Sheer plod makes plow down sillion shine, Gerard Manley Hopkins wrote. Not that, when you come down to it, we do a hell of a lot of shining. At best we give off just enough light to hold away the dark for an hour or two. That’s all the fire Prometheus had to give us.

Light was failing, if never the fire, as Merritt Li and I made our way on glistening streets, cleaving insofar as we could to shadow and walls. Rain had begun hours earlier. Streetlights shimmered with halos, windows wore jackets of glaze—as would lens. That gave small comfort at the same time that the fact of fewer bodies abroad gave caution.

We weren’t following leads so much as what someone once called wandering to find direction and someone else called searching for a black hat in a pitch-black room.

Rain made a rich stew of a hundred smells. Took away edges and corners and the hard surface of things. The city was feeling its way towards beauty.
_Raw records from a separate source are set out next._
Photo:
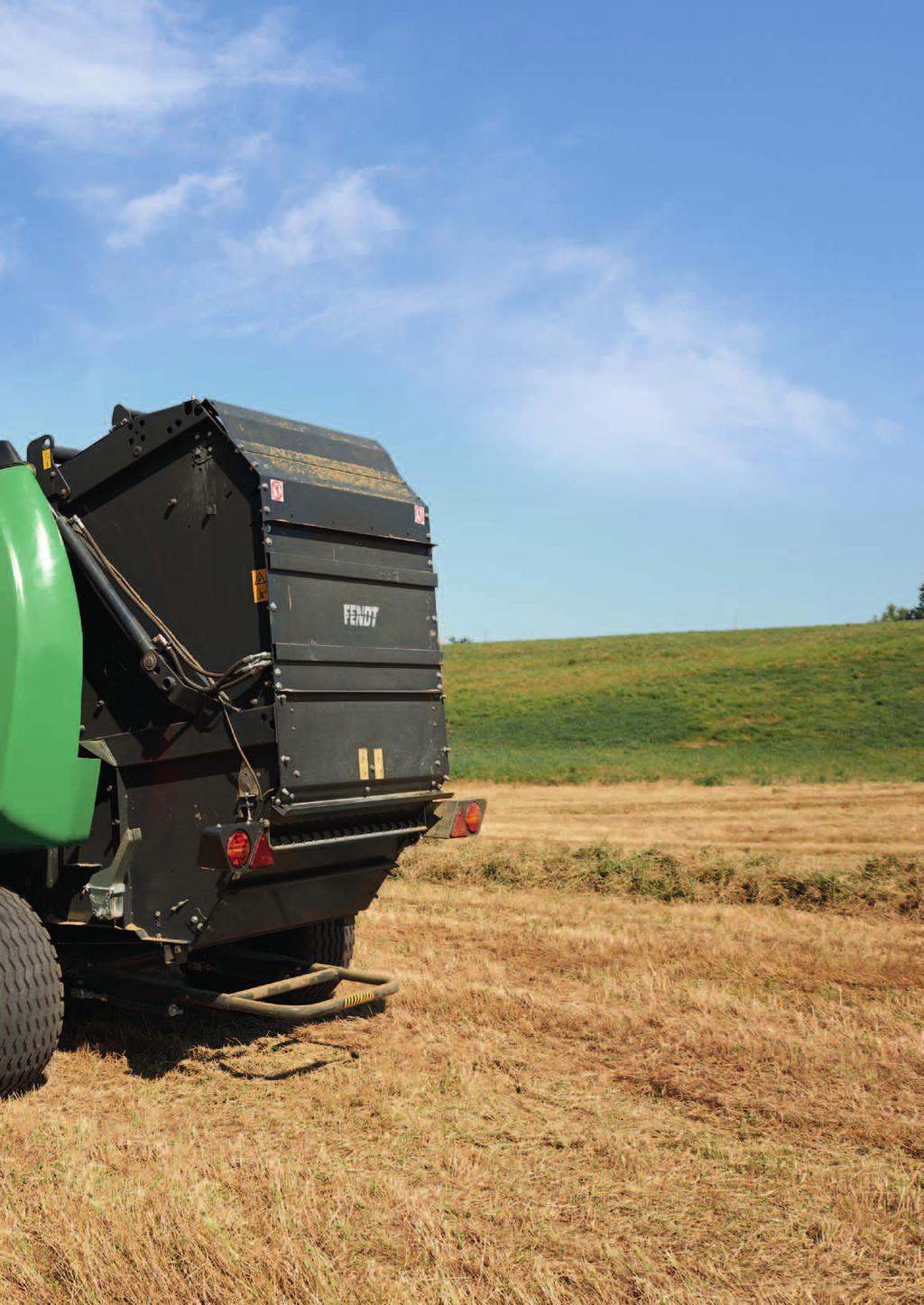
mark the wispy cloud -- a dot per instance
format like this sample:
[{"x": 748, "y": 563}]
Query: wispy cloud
[
  {"x": 70, "y": 66},
  {"x": 344, "y": 219},
  {"x": 657, "y": 384},
  {"x": 579, "y": 365},
  {"x": 145, "y": 213}
]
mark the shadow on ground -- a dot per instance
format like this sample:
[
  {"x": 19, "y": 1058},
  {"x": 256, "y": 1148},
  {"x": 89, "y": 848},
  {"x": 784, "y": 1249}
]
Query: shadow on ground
[{"x": 243, "y": 1047}]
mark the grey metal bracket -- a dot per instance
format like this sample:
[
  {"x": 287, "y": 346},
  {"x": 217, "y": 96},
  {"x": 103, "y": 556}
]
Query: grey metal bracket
[{"x": 106, "y": 889}]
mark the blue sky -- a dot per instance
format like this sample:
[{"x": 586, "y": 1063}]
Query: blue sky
[{"x": 632, "y": 292}]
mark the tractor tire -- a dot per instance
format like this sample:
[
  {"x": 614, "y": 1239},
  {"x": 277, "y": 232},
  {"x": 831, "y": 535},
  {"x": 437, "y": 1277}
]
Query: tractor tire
[
  {"x": 32, "y": 996},
  {"x": 328, "y": 942}
]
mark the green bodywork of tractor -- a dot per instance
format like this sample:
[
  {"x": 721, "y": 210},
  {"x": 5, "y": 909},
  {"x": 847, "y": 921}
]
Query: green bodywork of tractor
[{"x": 46, "y": 790}]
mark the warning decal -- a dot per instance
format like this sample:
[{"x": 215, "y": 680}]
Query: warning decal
[{"x": 260, "y": 585}]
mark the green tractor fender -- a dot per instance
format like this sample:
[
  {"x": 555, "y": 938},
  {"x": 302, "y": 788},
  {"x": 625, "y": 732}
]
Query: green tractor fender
[{"x": 47, "y": 791}]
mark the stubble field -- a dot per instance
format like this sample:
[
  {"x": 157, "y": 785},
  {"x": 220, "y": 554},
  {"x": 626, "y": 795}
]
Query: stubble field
[{"x": 593, "y": 1086}]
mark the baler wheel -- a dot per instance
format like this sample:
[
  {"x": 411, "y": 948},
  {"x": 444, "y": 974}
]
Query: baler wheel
[
  {"x": 325, "y": 942},
  {"x": 32, "y": 996}
]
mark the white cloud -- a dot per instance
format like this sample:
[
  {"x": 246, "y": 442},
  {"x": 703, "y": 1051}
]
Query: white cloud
[
  {"x": 70, "y": 66},
  {"x": 145, "y": 213},
  {"x": 658, "y": 384},
  {"x": 579, "y": 365},
  {"x": 345, "y": 219}
]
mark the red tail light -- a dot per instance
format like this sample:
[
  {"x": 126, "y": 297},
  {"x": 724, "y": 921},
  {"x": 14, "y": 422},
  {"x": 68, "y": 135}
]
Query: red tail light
[
  {"x": 237, "y": 848},
  {"x": 473, "y": 817},
  {"x": 263, "y": 852}
]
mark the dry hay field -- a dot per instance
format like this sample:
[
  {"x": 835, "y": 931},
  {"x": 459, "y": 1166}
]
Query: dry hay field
[{"x": 591, "y": 1088}]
There did seem to be a rudimentary pattern, the attacks moving outward from city’s center, but patterns, what’s there, what’s not, can’t be trusted. Apophenia. The perception of order in random data. See three dots on an otherwise blank page, right away you’re trying to fit them together. Nonetheless, we were trolling in rude circles towards the outer banks, touching down at rail stations, pedestrian nodes, crossroads and terminals of every sort. That amounted to a lot of being out there in the open, exposed, and as chancy for Li as for me at this point, but (returning to a prior observation) what else did we have?